# South African married to German National



## SAHW83

Hey guys

Need information please. My husband and I are currently living in the Middle East. He is a German National and I am South African. There is a possibility of us moving to Düsseldorf in the next few months and I need some guidance on visa / residence permit for me as his non-eu spouse.

I will not be working and therefore will not apply for a Work Permit. Does anyone know what the procedure would be for me to live with hubby in Germany?

I currently have a 2 year tourist visa which allows me to stay in the country for up to 90 days, however I have been told (no officially) that I will have to apply for a German Residence Permit in my current country of Residence (at the German Consulate) and once I am in Germany, I need to register there and will be furnished with a permanent Residency. Is this correct? 

Also: would I need to have a certified language course completed as proof that I speak German (which I am currently only a beginner in)? The language requirements for a residency visa for a spouse is a bit grey on the Consulate website.

Any guidance would be greatly appreciated.

Cheers


----------



## The_Okie

I'm also a non-EU spouse to a German citizen.

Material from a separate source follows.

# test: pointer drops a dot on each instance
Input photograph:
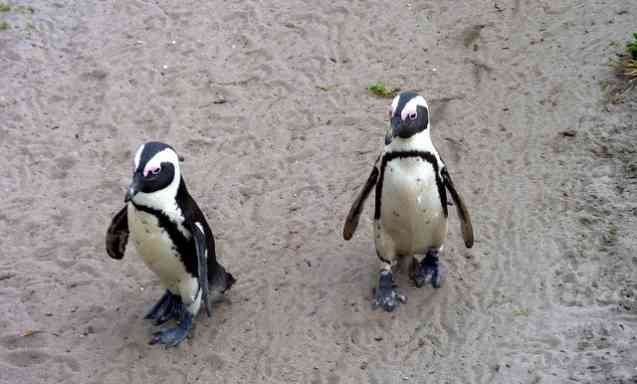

After registering my street address we immediately applied for my Aufenthaltstitel (residence permit) in which you'll have to show them proof of your marriage and they can give you a list of local places where you can take the test to prove your German skills. *Important*: even if you get the top score (I got a 98%) they will automatically enroll you into an integrations course if you are shy at the Ausländeramt. I made that big mistake and I had to write a bunch of emails/letters to a gentleman at their office to remove my integrations requirements. SO, that means don't be afraid to speak and show off your German in front of them instead of letting your husband do all the talking. 

The residence permit you'll receive through marriage to a German should be valid for 3 years (to prove the marriage will last that long) and comes automatically with a work permit, whether you need it or not.


----------